Most your major brands have already been covered just to add some more.
Norinco has some Chinese models out there. My friend has a post ban w/ thumb hole stock and cut bayonet lug. Its a decent shooter, I think he picked it up a few years ago for about $400. Ohio Rapid fire had some decently priced AK's that they built up on their own receivers. Their web site is a bit out of date, but the price on there starts at $400 and up. http://www.ohiorapidfire.com/ 

You could also do a build on a parts kit. The kits seem to range $250 and up. Receivers are all over the place depending on quality $100 + and 922 parts are probably going to be $75+. Most gun smiths do builds (barrel timing and head space) for about $100. Good luck on your AK hunt, its a tough time to be in the gun market right now, but if you are persistent and explore all options you don't have to pay out the rear like some suckers.


----------



## ezbite (May 25, 2006)

ive got a romanian stamped receiver and its got several, several thousands of rounds thru it. ive had zero problems with it. as a mater of fact i know and shoot with several gentlemen who own all makes of ak's and i dont ever remember any of us ever having any problems, chineese, russian, romanian. i like to keep it good and lubed with WD40 when at the range shooting. dont be afraid to give it a good soaking even it its too hot to touch, she'll just smoke a bit.lol. get the mags with the steel followers, the military quality ones. you can tell a cheep mag when you pick one up. IMO, i honestly dont see the need to spend a 1000 dollars on one, they all shoot very good. theres a reason the AK-47 is called the greatest assault rifle ever. those babys keep on going and going and going...mikhail kalashnikov got it right. IMO


----------



## olwhitee (Apr 10, 2004)

I own a Romy WASR and am glad I bought it. There were some that tried to tell me they were no good, but I love mine. These are the lowest priced, be prepared to spend at least 500. This will buy you the rifle, a 30 round mag, an oiler, cleaning kit, and a sling.

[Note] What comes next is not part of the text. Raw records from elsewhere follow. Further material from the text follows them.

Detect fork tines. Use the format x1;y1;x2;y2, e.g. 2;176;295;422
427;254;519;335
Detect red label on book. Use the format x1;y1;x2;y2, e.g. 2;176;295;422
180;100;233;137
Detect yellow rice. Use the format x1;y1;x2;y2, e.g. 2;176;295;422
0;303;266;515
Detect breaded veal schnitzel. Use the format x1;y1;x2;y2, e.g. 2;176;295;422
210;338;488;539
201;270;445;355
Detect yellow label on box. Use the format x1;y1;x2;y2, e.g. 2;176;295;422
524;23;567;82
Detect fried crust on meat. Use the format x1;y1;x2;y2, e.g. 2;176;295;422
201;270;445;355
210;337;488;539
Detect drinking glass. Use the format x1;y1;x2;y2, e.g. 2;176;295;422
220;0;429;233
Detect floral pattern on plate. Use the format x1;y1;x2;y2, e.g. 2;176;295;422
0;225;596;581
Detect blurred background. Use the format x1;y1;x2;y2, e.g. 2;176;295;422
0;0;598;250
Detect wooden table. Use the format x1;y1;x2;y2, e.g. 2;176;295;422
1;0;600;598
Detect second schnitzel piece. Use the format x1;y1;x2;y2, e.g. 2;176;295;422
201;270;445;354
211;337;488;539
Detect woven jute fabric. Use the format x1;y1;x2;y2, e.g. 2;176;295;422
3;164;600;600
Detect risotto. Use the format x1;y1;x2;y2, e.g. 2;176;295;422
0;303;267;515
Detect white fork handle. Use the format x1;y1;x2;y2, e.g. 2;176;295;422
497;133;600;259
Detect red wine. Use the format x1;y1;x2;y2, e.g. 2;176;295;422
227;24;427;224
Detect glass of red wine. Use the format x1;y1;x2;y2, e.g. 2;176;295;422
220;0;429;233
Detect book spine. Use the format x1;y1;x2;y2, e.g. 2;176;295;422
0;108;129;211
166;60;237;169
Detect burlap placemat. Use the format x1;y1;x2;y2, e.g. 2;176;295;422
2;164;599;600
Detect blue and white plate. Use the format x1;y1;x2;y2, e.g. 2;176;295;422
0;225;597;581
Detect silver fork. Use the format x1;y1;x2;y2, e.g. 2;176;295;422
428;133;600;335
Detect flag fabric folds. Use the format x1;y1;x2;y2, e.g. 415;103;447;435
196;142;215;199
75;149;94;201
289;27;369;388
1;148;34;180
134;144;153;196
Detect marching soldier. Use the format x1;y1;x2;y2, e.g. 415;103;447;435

The problems you will find with the WASR are mag wobble, these rifles do not have the dimples on the side to hold the mag tight. There are ways to fix it if you look around the web. You can also find mags that will fit tighter and eliminate the wobble, you just have to look around and see what fits good. I have many Eastern Bloc steel mags and some fit tight yet some wobble. 

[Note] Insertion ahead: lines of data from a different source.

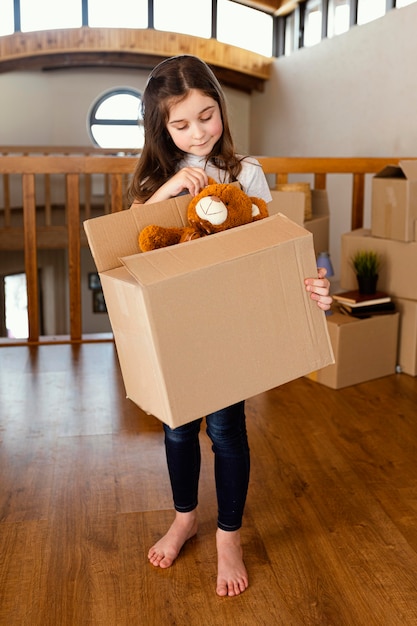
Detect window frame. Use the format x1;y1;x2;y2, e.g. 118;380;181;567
88;87;144;150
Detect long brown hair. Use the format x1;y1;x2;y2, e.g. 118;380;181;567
128;55;243;203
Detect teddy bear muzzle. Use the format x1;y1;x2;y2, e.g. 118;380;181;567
195;195;228;226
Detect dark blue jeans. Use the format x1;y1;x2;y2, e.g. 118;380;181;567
163;400;250;532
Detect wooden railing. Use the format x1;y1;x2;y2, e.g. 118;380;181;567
0;146;140;228
258;156;411;231
0;153;412;345
0;154;139;345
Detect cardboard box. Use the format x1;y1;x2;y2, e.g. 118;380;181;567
275;182;312;220
372;161;417;242
308;310;399;389
84;194;334;428
269;189;330;256
392;297;417;376
268;190;305;224
340;229;417;301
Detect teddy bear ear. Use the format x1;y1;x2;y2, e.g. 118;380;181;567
250;197;269;221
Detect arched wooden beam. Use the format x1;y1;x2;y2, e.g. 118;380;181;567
0;28;272;93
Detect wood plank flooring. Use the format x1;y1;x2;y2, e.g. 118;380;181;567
1;342;417;625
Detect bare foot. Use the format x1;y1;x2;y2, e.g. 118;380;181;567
148;510;198;568
216;528;248;597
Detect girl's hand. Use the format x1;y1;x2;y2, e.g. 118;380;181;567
304;267;333;311
145;167;209;203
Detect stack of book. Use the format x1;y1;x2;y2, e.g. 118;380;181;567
333;290;396;318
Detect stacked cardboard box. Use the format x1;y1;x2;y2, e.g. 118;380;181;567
340;160;417;376
269;189;330;257
307;310;399;389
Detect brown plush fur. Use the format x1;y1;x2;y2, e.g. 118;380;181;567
139;182;269;252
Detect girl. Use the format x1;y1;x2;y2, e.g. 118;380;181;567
129;55;332;597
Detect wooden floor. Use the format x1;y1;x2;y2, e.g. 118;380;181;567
1;342;417;626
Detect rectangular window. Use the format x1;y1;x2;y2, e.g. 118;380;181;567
304;0;322;48
154;0;211;39
284;12;296;56
217;0;273;57
20;0;82;32
327;0;350;38
88;0;147;28
0;0;14;36
357;0;386;25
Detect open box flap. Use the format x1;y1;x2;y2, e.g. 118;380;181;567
374;161;417;181
120;213;312;285
398;160;417;181
84;209;139;273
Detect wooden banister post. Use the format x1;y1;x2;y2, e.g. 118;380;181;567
23;173;40;343
110;174;124;212
66;173;82;342
3;173;11;227
276;173;288;186
314;173;326;189
352;173;365;230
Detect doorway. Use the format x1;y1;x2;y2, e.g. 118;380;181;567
3;272;29;338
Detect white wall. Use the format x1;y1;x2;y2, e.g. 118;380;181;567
251;3;417;279
0;67;251;151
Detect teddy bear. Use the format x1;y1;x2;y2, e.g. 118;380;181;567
138;180;269;252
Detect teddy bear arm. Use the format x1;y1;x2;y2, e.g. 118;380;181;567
139;225;185;251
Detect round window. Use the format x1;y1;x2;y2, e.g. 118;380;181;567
88;87;144;150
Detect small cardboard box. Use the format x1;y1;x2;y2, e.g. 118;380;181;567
308;310;399;389
269;189;330;256
84;194;334;428
340;228;417;301
372;161;417;242
392;297;417;376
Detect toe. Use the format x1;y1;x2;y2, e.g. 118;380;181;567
216;580;228;597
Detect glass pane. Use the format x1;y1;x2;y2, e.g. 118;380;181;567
304;0;322;48
284;13;296;56
89;88;144;149
357;0;386;25
217;0;273;57
0;0;14;36
396;0;416;6
95;93;141;121
91;124;144;150
154;0;211;38
20;0;82;32
88;0;148;28
327;0;350;38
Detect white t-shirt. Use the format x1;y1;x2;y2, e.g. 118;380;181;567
178;154;272;204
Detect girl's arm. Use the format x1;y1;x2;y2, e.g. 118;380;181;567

Make sure the front sight is not canted. Many of these WASR were made with canted front sights. If you don't know what cant is, look it up before buying.

Buy lots of mags with it as they will probably not be availible in the future. Stay away from Tapco synthetic mags, stay with steel military varieties.

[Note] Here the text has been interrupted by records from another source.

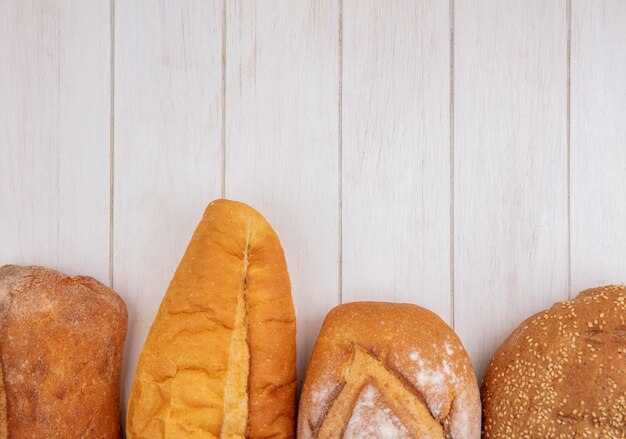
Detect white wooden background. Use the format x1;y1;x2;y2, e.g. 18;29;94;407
1;0;625;420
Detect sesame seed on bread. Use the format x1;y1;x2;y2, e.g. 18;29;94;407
482;285;626;438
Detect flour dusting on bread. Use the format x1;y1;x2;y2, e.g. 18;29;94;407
343;384;410;439
408;347;462;419
309;382;336;426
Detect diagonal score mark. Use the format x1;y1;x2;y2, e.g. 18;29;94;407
316;346;444;439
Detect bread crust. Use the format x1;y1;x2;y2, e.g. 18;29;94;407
126;199;296;439
297;302;481;439
0;264;128;438
482;285;626;438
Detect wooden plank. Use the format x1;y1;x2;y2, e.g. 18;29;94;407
342;0;452;324
454;0;569;377
225;0;340;386
571;0;626;293
114;0;223;412
0;0;110;283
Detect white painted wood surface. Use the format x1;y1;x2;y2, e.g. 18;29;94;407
0;0;111;283
342;0;452;323
454;0;569;376
571;0;626;293
1;0;626;420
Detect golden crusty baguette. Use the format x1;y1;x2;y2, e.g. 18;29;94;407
127;199;296;439
298;302;481;439
0;265;128;439
482;285;626;438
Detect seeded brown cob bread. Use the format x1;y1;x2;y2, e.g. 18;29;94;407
298;302;481;439
126;199;296;439
482;285;626;438
0;265;128;438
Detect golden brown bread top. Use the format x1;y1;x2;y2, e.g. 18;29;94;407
482;285;626;438
0;264;128;439
298;302;481;439
126;199;296;439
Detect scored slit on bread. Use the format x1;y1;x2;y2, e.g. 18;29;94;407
221;225;251;437
317;345;443;438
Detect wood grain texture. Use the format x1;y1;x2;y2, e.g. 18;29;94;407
454;0;569;377
342;0;452;324
113;0;222;414
571;0;626;292
0;0;110;283
225;0;340;386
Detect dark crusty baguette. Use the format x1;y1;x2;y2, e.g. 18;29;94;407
298;302;481;439
482;285;626;438
0;264;128;438
126;199;296;439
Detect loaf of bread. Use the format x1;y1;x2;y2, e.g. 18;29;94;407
0;265;128;438
298;302;481;439
482;285;626;437
126;199;296;438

Heres is one of my favorite places to buy ak stuff from. www.classicarms.us

Good luck, you sure picked a bad time to get into the ak game but I guess later is better then never.


----------



## supercanoe (Jun 12, 2006)

I'm going to buy a chinese norinco for $600. I've look edat quite a few lately, and it sounds like norincos are decent for the money. I should have bought one last year, but at that point I wasn't worried about my personal security in the future.


----------



## Tuckerp229 (Feb 27, 2009)

I know of one to stay away from , that is if you wish to have the traditional pistol grip style. Those that are the result of the AWB from the Clinton era with the thumb hole stock, I think they are called the MAK 90. These require very strict conversion to make them legal with the pistol grip style stock. The parts involved and the general cost of this AK usually add up to more than buying a pre or post ban AK. I nearly suckered for one because it seemed to be priced so reasonably compared to the other AK's.


----------